They went out together now to the front of the inn--Julian observing that still the negro slept on in the entrance-hall and still the dog slept on in the sun outside--and here Sebastian, finding the good-looking horse, began to untether it, while Julian did the same for his mustang. They were the only two animals now left standing in the shade thrown by the house, since all the men--including he who had stayed last and listened to their conversation--were gone. The girl, however, still remained, and to her Sebastian spoke, bidding her make her way through the bypaths of the forest to Desolada and state that he and his guest were coming.

"Who is she?" asked Julian, feeling that it was incumbent on him to evince some interest in this new-found "cousin's" affairs; while, as was not surprising, he really felt too dazed to heed much that was passing around him. The astonishment, the bewilderment that had fallen on him owing to the events of the last half-hour, the startling information he had received, all of which tended, if it did anything, to disprove every word that George Ritherdon had uttered prior to his death--were enough to daze a man of even cooler instincts than he possessed.

"She," said Sebastian, with a half laugh, a laugh in which contempt was strangely discernible, "she, oh! she's a half-breed--Spanish and native mixed--named Zara. She was born on our place and turns her hand to anything required, from milking the goats to superintending the negroes."

"She seems to know how to turn her hand to a roulette wheel also," Julian remarked, still endeavouring to frame some sentences which should pass muster for the ordinary courteous attention expected from a newly found relation, who had also, now, assumed the character of guest.

"Yes," Sebastian answered. "Yes, she can do that too.

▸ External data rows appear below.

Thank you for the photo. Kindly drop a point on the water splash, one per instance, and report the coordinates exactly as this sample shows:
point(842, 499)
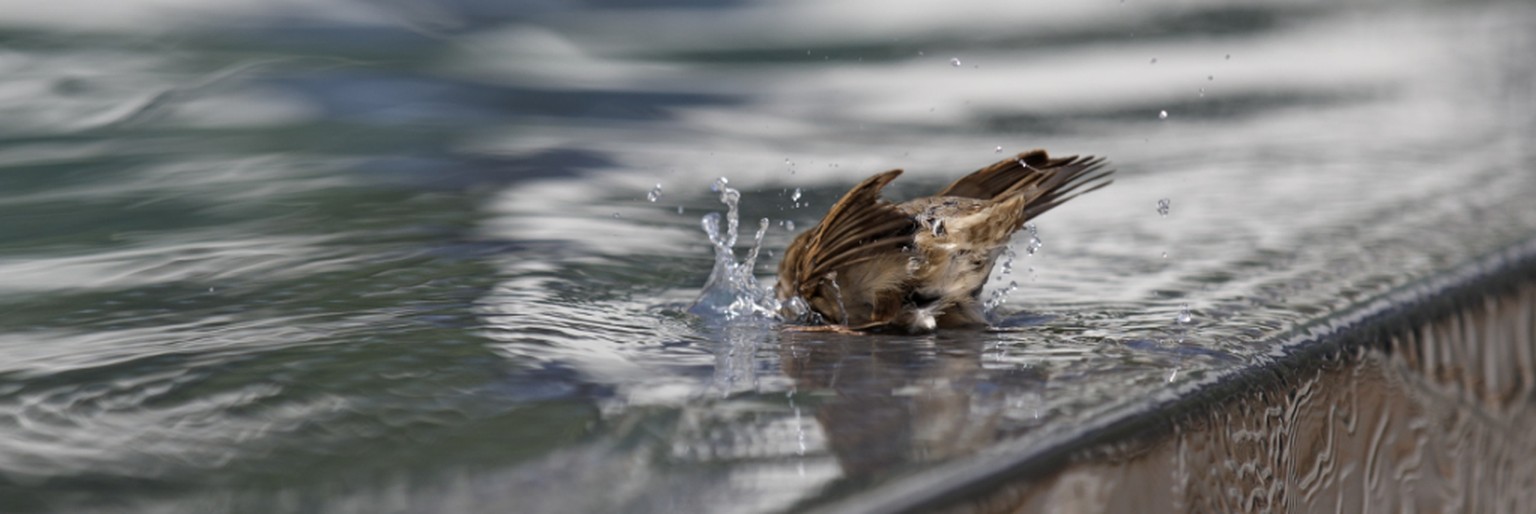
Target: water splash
point(999, 296)
point(1034, 240)
point(733, 290)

I suppose you were surprised at finding all the implements of a gambling room here! Yet, if you lived in the colony it would not seem so strange. We planters, especially in the wild parts, must have some amusement, even though it's illegal. Therefore, we meet three times a week at the inn, and the man who is willing to put down the most money takes the bank. It happened to me to-day."

"And, as in the case of most hot countries," said Julian, forcing himself to be interested, "a servant is used for that portion of the game which necessitates exertion. I understand! In some tropical countries I have known, men bring their servants to deal for them at whist and mark their game."

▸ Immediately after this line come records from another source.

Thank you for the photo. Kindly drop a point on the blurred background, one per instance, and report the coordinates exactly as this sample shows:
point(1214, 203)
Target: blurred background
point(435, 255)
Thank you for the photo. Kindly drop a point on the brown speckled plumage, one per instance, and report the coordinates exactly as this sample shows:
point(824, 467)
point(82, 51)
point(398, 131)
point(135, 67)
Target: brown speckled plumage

"You have seen a great deal of the world as a sailor?" the other asked, while they now wended their way through a thick mangrove wood in which the monkeys and parrots kept up such an incessant chattering that they could scarcely hear themselves talk.

"I have been round it three times," Julian replied; "though, of course, sailor-like, I know the coast portions of different countries much better than I do any of the interiors."

"And I have never been farther away than New Orleans. My mother ca--my mother always wanted to go there and see it."

"Was she--your mother from New Orleans?" Julian asked, on the alert at this moment, he hardly knew why.

"My mother. Oh! no. She was the daughter of Mr. Leigh, an English merchant at Belize. But, as you will discover, New Orleans means the world to us--we all want to go there sometimes."





CHAPTER VI.

"KNOWLEDGE IS NOT ALWAYS PROOF."

If there was one desire more paramount than another in Julian's mind--as now they threaded a campeachy wood dotted here and there with clumps of cabbage palms while, all around, in the underbrush and pools, the Caribbean lily grew in thick and luxurious profusion--that desire was to be alone. To be able to reflect and to think uninterruptedly, and without being obliged at every moment to listen to his companion's flow of conversation--which was so unceasing that it seemed forced--as well as obliged to answer questions and to display an interest in all that was being said.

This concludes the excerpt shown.